Practice daily self-care, worry less, and take 5 deep breaths when that co-worker irritates you next time! (Because we all have those co-workers, right???)
#4: Exercise Regularly
Too much steady-state cardio can increase your stress hormone production, so aim for a good balance between cardio, interval training and strength building exercises. HIIT can be very beneficial for keeping your hormones balanced IF you’re not dealing with chronic exhaustion or adrenal fatigue. In that case, stick with low impact, restorative exercises like yoga, resistance training and stretching.
A single imbalanced hormone can impact your entire body and lead to an array of confusing health symptoms. Keep your hormones balanced by eliminating refined sugar, gluten, dairy and other inflammatory and/or highly toxic foods. Focus on eating lots of fresh fruits and vegetables and don’t forget your healthy fats!
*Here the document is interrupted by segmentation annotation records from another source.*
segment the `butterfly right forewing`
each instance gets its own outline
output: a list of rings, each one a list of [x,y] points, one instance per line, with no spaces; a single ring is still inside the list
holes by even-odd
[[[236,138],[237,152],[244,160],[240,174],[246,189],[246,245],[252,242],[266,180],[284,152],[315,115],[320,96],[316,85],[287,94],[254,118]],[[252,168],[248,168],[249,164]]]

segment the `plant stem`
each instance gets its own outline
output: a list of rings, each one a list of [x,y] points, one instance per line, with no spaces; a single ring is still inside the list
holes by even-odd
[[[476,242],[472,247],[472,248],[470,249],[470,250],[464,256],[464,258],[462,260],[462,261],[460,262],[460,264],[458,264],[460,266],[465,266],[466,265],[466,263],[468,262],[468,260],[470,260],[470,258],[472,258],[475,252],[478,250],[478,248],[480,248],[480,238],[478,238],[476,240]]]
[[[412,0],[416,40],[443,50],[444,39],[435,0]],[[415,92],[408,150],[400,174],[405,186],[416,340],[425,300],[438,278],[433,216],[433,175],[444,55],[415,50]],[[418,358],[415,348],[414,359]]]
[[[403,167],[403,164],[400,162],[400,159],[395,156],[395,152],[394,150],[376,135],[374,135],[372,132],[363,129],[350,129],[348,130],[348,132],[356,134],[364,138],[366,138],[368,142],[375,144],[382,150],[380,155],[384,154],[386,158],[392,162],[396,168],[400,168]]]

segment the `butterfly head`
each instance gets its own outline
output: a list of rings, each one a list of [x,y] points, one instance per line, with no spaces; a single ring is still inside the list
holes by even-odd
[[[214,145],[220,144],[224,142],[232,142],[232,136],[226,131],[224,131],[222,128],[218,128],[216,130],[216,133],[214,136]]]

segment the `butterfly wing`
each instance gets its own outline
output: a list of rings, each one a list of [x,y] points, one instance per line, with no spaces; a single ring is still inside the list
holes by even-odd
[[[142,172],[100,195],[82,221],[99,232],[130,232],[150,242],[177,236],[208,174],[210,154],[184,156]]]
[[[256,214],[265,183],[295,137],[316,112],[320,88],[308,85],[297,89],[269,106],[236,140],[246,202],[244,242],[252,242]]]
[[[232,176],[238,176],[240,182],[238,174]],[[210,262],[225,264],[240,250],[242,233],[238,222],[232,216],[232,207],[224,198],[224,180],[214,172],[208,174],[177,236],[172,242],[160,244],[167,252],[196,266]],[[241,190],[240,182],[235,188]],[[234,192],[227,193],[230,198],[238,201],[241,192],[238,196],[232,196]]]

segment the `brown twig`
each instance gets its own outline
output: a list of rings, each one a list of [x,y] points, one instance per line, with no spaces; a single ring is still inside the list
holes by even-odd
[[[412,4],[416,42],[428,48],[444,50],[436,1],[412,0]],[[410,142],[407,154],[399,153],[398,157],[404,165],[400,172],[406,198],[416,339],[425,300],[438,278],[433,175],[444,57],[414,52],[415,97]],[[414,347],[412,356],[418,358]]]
Foods like raw nuts and seeds, avocados, and coconut oil help boost the resources needed to nourish the endocrine system and keep cortisol production normalized.
Recipe: Hormone-friendly Cho-Coco Fat Bombs
- ½ cup almond or other nut butter, no sugar-added (if nut-sensitive, use sesame tahini or sunflower seed butter)
- ½ cup virgin coconut oil
- 3 Tbs raw, unprocessed cacao powder
- stevia, xylitol or monk fruit to sweeten to taste
- silicone candy mould or mini-muffin pan
- splash of real vanilla extract or vanilla powder
- cinnamon or ginger
- pinch of Himalayan pink salt or Celtic grey salt
How to prepare:
- In a large skillet melt coconut oil and nut butter over low heat.
- Stir in cacao powder and desired sweetener.
- Remove from heat and add vanilla (+ other add-ins), if using.
- You may want to pour mixture into a “spouted” cup to make pouring easier.
- Pour mixture into silicone candy molds or mini-muffin pan (about 1 Tb of mixture)
- Put in freezer or fridge until set.
- Remove from molds and store in the fridge in an airtight container.
Be mindful that each fat bomb is considered a full serving of fat – great for curbing the appetite, satisfying a sweet tooth and supporting your hormones with the building blocks they need!